Stamattina, davanti a quel giornale, a quella solita pagina grigiastra, questo mi ha colpito.
E dire che il caso mediatico, almeno un po’ c’era; se muori sul lavoro, sei stato beffato; ma se stavi montando il palco di Laura Pausini (o di Lorenzo Jovanotti o dei Radiohead, tanto per ricordare quanti palchi sono crollati negli ultimi mesi) allora almeno due parole sui Tg nazionali, un trafiletto sul quotidiano te lo meriti.
E vivi, anzi muori, di “luce riflessa”, “all’ombra di un sogno”.
Non è poca cosa, forse il massimo che ti puoi aspettare.
Certo non vale la pena parlare di giustizia, di verità, di merito.Troppo incomodo.

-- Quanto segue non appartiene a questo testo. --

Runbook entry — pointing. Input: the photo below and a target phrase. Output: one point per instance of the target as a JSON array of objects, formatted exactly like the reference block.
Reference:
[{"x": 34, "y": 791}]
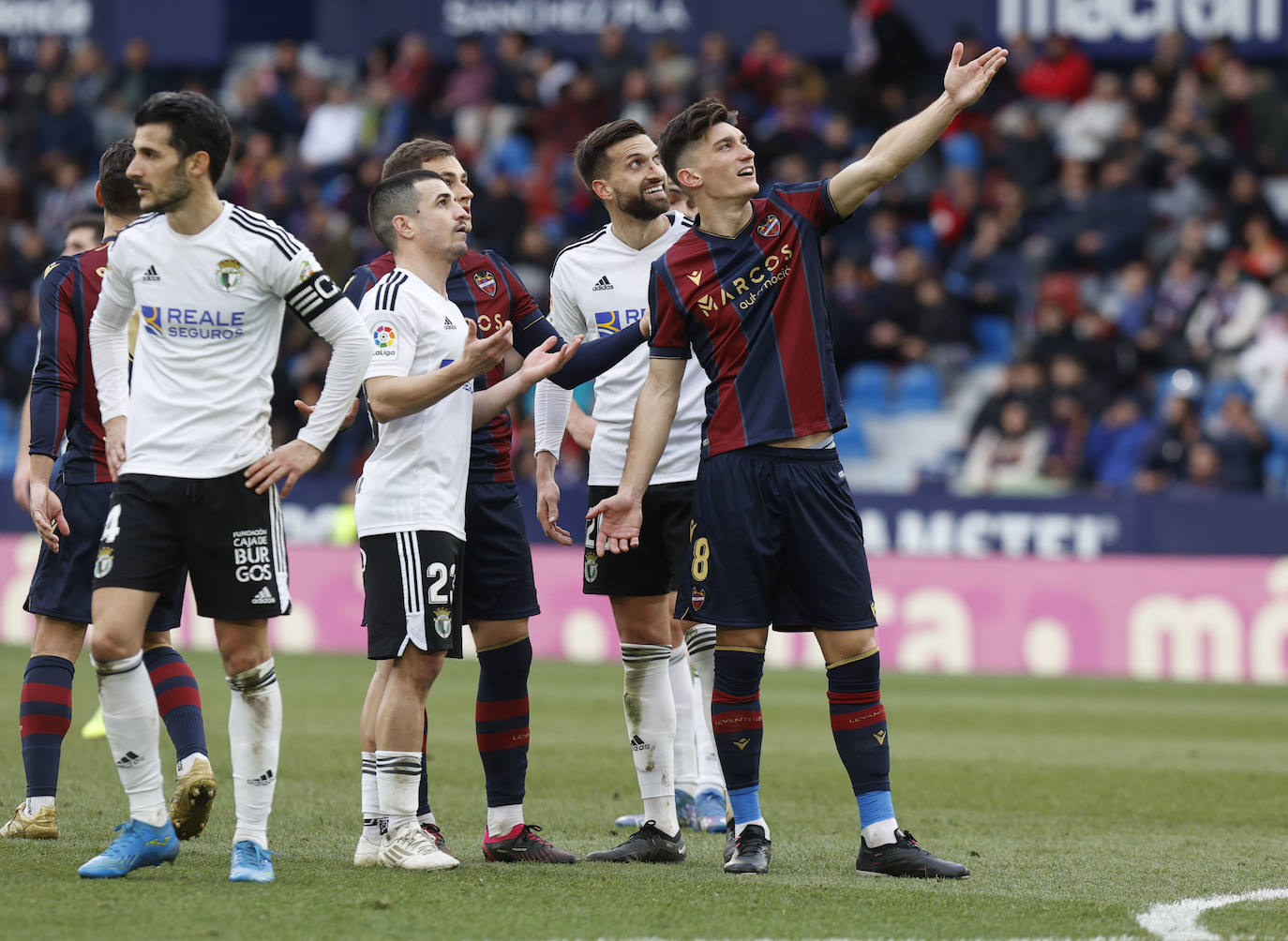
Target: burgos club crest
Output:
[{"x": 228, "y": 275}]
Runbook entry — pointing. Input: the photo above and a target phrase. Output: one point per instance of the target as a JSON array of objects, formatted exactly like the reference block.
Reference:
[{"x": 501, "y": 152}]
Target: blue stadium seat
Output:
[
  {"x": 920, "y": 389},
  {"x": 995, "y": 335},
  {"x": 867, "y": 388}
]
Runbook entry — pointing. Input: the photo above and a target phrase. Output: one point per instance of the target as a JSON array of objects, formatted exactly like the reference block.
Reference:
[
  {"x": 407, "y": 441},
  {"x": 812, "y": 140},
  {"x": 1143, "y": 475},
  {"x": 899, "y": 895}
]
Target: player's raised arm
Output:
[{"x": 898, "y": 147}]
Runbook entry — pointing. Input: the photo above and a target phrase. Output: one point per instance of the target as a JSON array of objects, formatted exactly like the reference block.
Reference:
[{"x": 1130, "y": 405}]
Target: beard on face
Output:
[{"x": 637, "y": 206}]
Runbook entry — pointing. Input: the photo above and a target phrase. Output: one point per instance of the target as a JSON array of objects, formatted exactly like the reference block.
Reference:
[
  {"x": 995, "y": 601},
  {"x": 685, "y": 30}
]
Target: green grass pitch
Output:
[{"x": 1077, "y": 803}]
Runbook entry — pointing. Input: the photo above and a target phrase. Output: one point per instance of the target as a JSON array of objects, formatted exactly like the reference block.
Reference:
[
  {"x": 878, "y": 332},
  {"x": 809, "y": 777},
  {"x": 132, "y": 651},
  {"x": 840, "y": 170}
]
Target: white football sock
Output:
[
  {"x": 651, "y": 729},
  {"x": 685, "y": 748},
  {"x": 370, "y": 799},
  {"x": 398, "y": 781},
  {"x": 502, "y": 820},
  {"x": 254, "y": 739},
  {"x": 133, "y": 727}
]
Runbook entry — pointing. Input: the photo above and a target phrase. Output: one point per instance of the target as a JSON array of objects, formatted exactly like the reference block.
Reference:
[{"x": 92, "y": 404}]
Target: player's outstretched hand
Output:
[
  {"x": 547, "y": 510},
  {"x": 47, "y": 513},
  {"x": 481, "y": 355},
  {"x": 286, "y": 464},
  {"x": 620, "y": 528},
  {"x": 543, "y": 364},
  {"x": 965, "y": 83},
  {"x": 113, "y": 443},
  {"x": 307, "y": 410}
]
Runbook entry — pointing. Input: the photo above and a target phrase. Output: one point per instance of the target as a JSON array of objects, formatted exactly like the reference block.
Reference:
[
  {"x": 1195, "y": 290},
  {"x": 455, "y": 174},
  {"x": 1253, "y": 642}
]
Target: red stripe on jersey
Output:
[
  {"x": 495, "y": 712},
  {"x": 45, "y": 693},
  {"x": 43, "y": 724}
]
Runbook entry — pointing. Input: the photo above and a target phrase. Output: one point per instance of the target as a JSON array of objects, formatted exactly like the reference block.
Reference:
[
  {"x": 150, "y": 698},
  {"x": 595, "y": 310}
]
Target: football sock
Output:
[
  {"x": 397, "y": 774},
  {"x": 370, "y": 799},
  {"x": 423, "y": 810},
  {"x": 860, "y": 731},
  {"x": 701, "y": 640},
  {"x": 254, "y": 740},
  {"x": 178, "y": 700},
  {"x": 133, "y": 729},
  {"x": 685, "y": 743},
  {"x": 738, "y": 724},
  {"x": 44, "y": 716},
  {"x": 651, "y": 729},
  {"x": 502, "y": 721}
]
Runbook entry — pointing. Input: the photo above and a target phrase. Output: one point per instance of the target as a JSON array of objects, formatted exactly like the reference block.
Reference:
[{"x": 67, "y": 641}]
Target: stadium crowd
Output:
[{"x": 1105, "y": 233}]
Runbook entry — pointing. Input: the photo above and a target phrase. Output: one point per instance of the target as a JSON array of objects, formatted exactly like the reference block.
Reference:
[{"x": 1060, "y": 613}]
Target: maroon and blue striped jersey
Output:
[
  {"x": 64, "y": 396},
  {"x": 754, "y": 309}
]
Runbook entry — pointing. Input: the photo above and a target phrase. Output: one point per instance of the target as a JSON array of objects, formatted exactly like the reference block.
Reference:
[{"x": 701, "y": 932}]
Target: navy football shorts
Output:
[
  {"x": 775, "y": 541},
  {"x": 499, "y": 583},
  {"x": 64, "y": 583}
]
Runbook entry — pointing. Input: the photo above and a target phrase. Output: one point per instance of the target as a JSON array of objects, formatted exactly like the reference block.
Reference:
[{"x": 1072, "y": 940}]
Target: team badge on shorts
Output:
[
  {"x": 228, "y": 275},
  {"x": 443, "y": 622}
]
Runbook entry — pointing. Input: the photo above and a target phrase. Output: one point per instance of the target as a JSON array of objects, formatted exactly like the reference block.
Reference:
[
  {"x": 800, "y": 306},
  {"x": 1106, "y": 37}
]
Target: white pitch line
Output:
[{"x": 1180, "y": 920}]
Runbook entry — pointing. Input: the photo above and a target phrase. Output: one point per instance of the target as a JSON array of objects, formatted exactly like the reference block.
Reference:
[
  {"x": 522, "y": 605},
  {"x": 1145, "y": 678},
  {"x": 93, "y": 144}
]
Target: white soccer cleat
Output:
[
  {"x": 367, "y": 854},
  {"x": 413, "y": 848}
]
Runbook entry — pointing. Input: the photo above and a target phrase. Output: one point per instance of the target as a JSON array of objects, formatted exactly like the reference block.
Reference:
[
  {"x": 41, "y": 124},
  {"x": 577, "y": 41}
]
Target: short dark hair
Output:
[
  {"x": 592, "y": 151},
  {"x": 688, "y": 127},
  {"x": 412, "y": 154},
  {"x": 120, "y": 197},
  {"x": 86, "y": 220},
  {"x": 393, "y": 197},
  {"x": 196, "y": 124}
]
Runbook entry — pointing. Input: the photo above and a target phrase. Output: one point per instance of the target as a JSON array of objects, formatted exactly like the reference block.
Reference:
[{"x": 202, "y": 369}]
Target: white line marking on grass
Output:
[{"x": 1180, "y": 920}]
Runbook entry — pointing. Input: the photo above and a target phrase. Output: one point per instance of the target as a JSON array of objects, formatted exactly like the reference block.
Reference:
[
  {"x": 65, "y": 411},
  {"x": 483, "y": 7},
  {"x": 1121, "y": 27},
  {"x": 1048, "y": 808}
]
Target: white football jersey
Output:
[
  {"x": 210, "y": 322},
  {"x": 415, "y": 478},
  {"x": 600, "y": 286}
]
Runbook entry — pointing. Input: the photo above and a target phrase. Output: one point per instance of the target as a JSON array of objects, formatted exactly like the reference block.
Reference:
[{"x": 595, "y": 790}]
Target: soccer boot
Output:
[
  {"x": 137, "y": 844},
  {"x": 906, "y": 858},
  {"x": 94, "y": 729},
  {"x": 251, "y": 862},
  {"x": 411, "y": 847},
  {"x": 647, "y": 844},
  {"x": 523, "y": 844},
  {"x": 751, "y": 851},
  {"x": 709, "y": 809},
  {"x": 193, "y": 793},
  {"x": 40, "y": 826}
]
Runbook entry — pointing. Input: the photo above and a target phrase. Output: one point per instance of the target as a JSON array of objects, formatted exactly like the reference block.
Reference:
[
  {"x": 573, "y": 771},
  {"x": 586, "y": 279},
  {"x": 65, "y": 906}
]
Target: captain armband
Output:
[{"x": 313, "y": 296}]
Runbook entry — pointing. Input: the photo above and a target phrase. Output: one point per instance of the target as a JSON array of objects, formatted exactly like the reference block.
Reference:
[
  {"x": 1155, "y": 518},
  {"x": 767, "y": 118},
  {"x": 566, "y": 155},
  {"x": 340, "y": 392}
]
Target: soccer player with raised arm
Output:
[
  {"x": 410, "y": 502},
  {"x": 599, "y": 286},
  {"x": 68, "y": 499},
  {"x": 188, "y": 443},
  {"x": 775, "y": 540},
  {"x": 499, "y": 590}
]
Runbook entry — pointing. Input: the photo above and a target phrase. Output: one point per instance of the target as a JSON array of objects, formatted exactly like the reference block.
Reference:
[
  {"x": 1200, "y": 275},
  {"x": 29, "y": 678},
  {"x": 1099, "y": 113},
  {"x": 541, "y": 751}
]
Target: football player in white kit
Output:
[
  {"x": 600, "y": 286},
  {"x": 410, "y": 503},
  {"x": 195, "y": 464}
]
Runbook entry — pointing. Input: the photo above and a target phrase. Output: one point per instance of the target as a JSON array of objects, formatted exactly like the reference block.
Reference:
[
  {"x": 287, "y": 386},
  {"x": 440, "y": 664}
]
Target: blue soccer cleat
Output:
[
  {"x": 138, "y": 844},
  {"x": 709, "y": 811},
  {"x": 251, "y": 862}
]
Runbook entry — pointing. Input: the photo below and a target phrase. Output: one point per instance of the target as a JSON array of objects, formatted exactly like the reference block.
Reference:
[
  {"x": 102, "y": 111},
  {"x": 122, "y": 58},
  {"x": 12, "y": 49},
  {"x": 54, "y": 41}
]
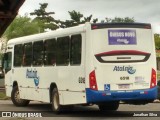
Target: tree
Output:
[
  {"x": 46, "y": 21},
  {"x": 157, "y": 41},
  {"x": 76, "y": 19},
  {"x": 21, "y": 26}
]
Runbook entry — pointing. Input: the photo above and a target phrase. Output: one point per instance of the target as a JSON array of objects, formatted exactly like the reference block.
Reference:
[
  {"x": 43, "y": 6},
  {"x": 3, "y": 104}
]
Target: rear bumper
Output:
[{"x": 104, "y": 96}]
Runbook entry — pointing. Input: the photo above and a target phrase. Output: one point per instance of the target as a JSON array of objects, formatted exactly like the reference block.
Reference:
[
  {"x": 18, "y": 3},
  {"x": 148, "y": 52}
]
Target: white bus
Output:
[{"x": 100, "y": 64}]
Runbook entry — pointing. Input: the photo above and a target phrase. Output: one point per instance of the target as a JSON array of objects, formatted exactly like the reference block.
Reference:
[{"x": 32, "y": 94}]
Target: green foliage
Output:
[
  {"x": 76, "y": 19},
  {"x": 48, "y": 22},
  {"x": 21, "y": 26},
  {"x": 157, "y": 41}
]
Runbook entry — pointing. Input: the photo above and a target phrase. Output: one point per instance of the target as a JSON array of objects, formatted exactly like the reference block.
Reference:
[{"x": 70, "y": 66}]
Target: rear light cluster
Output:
[
  {"x": 92, "y": 81},
  {"x": 153, "y": 79}
]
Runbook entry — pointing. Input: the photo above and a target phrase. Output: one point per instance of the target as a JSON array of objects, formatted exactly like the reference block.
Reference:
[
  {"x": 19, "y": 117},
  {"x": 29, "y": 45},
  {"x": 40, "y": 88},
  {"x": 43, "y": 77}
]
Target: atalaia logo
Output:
[{"x": 129, "y": 69}]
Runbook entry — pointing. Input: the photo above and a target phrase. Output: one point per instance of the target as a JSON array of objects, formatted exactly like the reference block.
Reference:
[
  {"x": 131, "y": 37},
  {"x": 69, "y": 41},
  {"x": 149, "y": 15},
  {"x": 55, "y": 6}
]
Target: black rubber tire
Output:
[
  {"x": 56, "y": 107},
  {"x": 16, "y": 99},
  {"x": 109, "y": 106}
]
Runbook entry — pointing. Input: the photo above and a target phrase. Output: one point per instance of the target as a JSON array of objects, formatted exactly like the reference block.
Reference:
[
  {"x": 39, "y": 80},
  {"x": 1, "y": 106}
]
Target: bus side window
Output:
[
  {"x": 27, "y": 54},
  {"x": 75, "y": 49},
  {"x": 18, "y": 53},
  {"x": 50, "y": 52},
  {"x": 62, "y": 56},
  {"x": 38, "y": 53}
]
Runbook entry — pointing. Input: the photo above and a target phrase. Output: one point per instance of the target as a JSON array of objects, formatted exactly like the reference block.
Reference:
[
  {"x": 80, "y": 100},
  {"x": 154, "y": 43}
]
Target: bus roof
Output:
[{"x": 48, "y": 35}]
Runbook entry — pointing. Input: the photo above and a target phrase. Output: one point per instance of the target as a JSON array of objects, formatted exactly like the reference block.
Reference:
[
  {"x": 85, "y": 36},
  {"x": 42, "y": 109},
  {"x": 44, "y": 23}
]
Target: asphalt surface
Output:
[{"x": 125, "y": 111}]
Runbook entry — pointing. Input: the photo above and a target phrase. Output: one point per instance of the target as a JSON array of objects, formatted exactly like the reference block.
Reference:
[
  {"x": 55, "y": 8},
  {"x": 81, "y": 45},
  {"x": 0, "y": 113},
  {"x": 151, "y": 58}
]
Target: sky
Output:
[{"x": 146, "y": 11}]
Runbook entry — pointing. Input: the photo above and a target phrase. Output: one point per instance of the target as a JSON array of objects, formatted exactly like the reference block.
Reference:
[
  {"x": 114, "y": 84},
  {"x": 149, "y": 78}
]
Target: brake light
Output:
[
  {"x": 92, "y": 81},
  {"x": 153, "y": 79}
]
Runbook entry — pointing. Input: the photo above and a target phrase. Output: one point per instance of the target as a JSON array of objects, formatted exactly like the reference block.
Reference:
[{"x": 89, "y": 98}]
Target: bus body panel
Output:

Ma vale per tutti, più o meno.
Perché bisogna decidere, volenti o nolenti, quanto vale la vita di un essere umano; conteggiando l’età, l’aspettativa di vita, la paga mensile, i legami istituzionalizzati.
Estremo tentativo di annientare il fato; desiderio tutto umano di controllo.
Ma dire ad una famiglia che la loro perdita vale 1.936,80 Euro è un’altra cosa.
Dire che una giovane vita, passata a lavorare tanto per pochi soldi, in qualche modo si è intrinsecamente svalutata anche davanti alla morte è lontano dalla verità, dalla moralità, dalla responsabilità.
Più vicino solamente all’interesse unilaterale.
Finché lo leggi ti indigni, ma poi gira pagina, sei costretto a girare pagina.
Una veloce archiviazione segue una subitanea indignazione.